Die Forscher haben sich sieben verschiedene KI-Modelle (wie ChatGPT, Gemini, Claude usw.) vorgenommen. Man kann sich diese wie sieben verschiedene Köche vorstellen.

  • Die Aufgabe: Alle sollen ein Rezept für eine gesunde Ernährung (hier: Informationen über Hörgeräte und Ohren) schreiben.
  • Die Zutaten: Zuerst haben sie nur aus ihrem eigenen Gedächtnis gekocht (das nennt man "Baseline"). Dann haben sie ihnen gesagt: "Schaut bitte zuerst in das große Kochbuch Wikipedia nach, bevor ihr kocht" (das nennt man "Wikipedia-Grounding").

Anschließend haben sie die Gerichte (die Texte) von fünf verschiedenen Lebensmittel-Inspektoren (den "Lesbarkeits-Metriken") begutachten lassen. Jeder Inspektor hat eine andere Methode:

  • Der eine zählt die langen Wörter (wie viele Silben).
  • Der andere zählt die Buchstaben.
  • Ein dritter schaut, wie viele Sätze auf einer Seite stehen.

🍽️ Was haben sie herausgefunden?

Hier kommen die zwei großen Überraschungen, die wie ein Aha-Effekt wirken:

1. Der "Wikipedia-Effekt" macht die Köche unterschiedlich
Als die Köche nur aus ihrem eigenen Gedächtnis gekocht haben, waren ihre Gerichte alle ziemlich ähnlich leicht zu verdauen. Aber sobald sie das Wikipedia-Kochbuch benutzen durften, passierte etwas Seltsames:

  • Koch A (z. B. ChatGPT) hat das Kochbuch gelesen und das Rezept in einfache, kindgerechte Sprache übersetzt.
  • Koch B (z. B. Claude) hat das Kochbuch gelesen und das Rezept fast wortwörtlich abgeschrieben – mit allen schweren Fachbegriffen.
  • Koch C (z. B. Copilot) hat das Kochbuch gelesen und es so kompliziert gemacht, dass man fast eine Übersetzung braucht.

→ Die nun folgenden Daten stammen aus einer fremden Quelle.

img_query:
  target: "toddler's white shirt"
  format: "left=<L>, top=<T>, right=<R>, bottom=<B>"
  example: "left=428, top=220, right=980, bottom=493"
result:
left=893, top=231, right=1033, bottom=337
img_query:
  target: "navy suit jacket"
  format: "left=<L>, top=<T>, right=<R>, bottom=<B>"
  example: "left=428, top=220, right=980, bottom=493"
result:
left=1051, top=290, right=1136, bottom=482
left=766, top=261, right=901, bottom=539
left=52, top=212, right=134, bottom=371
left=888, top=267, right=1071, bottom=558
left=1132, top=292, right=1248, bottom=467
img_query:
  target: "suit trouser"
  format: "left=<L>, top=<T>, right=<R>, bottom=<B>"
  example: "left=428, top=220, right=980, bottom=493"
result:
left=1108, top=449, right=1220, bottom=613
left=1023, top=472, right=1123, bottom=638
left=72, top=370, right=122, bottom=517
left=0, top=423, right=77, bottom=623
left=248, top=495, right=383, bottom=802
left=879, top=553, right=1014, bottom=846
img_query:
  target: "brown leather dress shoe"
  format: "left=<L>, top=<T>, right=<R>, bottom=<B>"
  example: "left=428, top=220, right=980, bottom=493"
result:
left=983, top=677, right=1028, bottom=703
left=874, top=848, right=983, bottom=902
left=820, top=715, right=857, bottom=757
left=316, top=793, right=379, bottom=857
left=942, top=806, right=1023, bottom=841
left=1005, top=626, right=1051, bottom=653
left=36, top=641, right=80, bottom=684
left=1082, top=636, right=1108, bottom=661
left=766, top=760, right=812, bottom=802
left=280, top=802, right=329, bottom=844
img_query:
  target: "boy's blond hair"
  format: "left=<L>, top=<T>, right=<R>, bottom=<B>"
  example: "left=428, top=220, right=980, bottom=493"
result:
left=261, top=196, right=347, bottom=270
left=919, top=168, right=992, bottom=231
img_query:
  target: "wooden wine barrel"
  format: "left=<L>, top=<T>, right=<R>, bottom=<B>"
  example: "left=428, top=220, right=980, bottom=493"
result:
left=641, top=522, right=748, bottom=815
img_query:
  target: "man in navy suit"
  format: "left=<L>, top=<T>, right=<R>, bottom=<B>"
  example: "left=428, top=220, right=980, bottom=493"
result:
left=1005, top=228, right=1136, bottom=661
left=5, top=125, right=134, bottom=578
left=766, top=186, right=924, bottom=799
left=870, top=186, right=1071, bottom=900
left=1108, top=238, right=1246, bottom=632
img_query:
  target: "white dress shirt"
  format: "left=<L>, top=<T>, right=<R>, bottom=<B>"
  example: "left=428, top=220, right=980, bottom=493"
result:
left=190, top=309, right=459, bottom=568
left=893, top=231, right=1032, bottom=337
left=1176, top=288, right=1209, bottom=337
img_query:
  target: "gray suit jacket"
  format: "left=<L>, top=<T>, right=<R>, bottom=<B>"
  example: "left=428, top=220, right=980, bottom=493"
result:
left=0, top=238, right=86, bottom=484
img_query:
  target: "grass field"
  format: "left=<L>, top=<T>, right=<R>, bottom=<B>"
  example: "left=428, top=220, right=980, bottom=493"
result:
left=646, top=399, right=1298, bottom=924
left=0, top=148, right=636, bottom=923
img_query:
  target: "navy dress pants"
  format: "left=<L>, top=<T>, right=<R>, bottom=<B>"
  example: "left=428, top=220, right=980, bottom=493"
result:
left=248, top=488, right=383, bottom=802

Die Lehre: Selbst wenn man allen KIs die gleiche Quelle (Wikipedia) gibt, verarbeiten sie die Informationen unterschiedlich. Für den Patienten bedeutet das: Wenn Sie heute eine KI nutzen, ist die Antwort vielleicht leicht verständlich. Wenn Sie morgen eine andere KI nutzen, könnte die Antwort über Ihren Kopf gehen – obwohl beide auf dieselbe Wahrheit zurückgreifen.

2. Die Inspektoren streiten sich
Das zweite Problem ist, dass die fünf Lebensmittel-Inspektoren (die Messmethoden) sich nicht einig waren.

  • Inspektor 1 sagte: "Das Gericht ist perfekt für Kinder!"
  • Inspektor 2 sagte: "Nein, das ist viel zu schwer für Laien!"

Die Lehre: Man kann sich nicht auf eine einzige Messmethode verlassen. Es ist wie beim Wiegen: Wenn Sie sich auf einer Waage wiegen, steht dort 70 kg. Auf einer anderen Waage stehen vielleicht 72 kg. Wenn Sie nur eine Waage nutzen, wissen Sie nie, ob Ihre Zahl stimmt. Bei KIs ist es genauso: Je nachdem, welches Messwerkzeug Sie nutzen, kommt ein anderes Ergebnis heraus.

🚨 Warum ist das wichtig?

Stellen Sie sich vor, Sie bauen eine Brücke. Wenn der Architekt sagt "Die Brücke ist sicher", aber der Statiker sagt "Nein, sie ist zu schwer", dann bauen Sie keine Brücke.

In der Medizin ist das noch kritischer. Wenn eine KI falsche Informationen liefert, ist das gefährlich. Aber wenn sie wahrheitsgemäße Informationen liefert, die aber zu schwer zu verstehen sind, ist das auch gefährlich. Der Patient versteht die Anweisung nicht, ignoriert sie und sein Gesundheitszustand verschlechtert sich.

Die Studie zeigt uns ein Ziel-Dilemma:

  • Wenn wir KI anweisen, sich an Fakten (Wikipedia) zu halten, wird sie oft genauer, aber manchmal schwerer verständlich.
  • Wenn wir sie anweisen, einfach zu sein, ist sie vielleicht leichter verständlich, aber manchmal weniger präzise.

💡 Was sollten wir tun?

Die Forscher schlagen vor, dass wir nicht blind auf KI vertrauen dürfen. Wir brauchen klare Regeln:

  1. Nicht nur eine KI nutzen: Wir müssen testen, ob verschiedene KIs auch für verschiedene Sprachen (wie Deutsch oder Portugiesisch) gleich gut funktionieren.
  2. Mehrere Messungen: Wir sollten nicht nur eine Methode nutzen, um zu prüfen, ob ein Text einfach ist, sondern mehrere.
  3. Menschliche Kontrolle: Bevor eine KI-Empfehlung an Patienten geht, muss jemand prüfen: "Versteht ein normaler Mensch das?"

Zusammengefasst:
KI ist wie ein sehr kluger, aber manchmal verwirrter Dolmetscher. Wenn wir ihm ein schweres Buch geben, um es zu übersetzen, kann er es perfekt übersetzen (wahr), aber in einer Sprache, die niemand versteht (unlesbar). Oder er vereinfacht es so sehr, dass die Details verloren gehen. Unsere Aufgabe ist es, sicherzustellen, dass die Botschaft nicht nur wahr, sondern auch für jeden verständlich ist – egal welche KI sie spricht.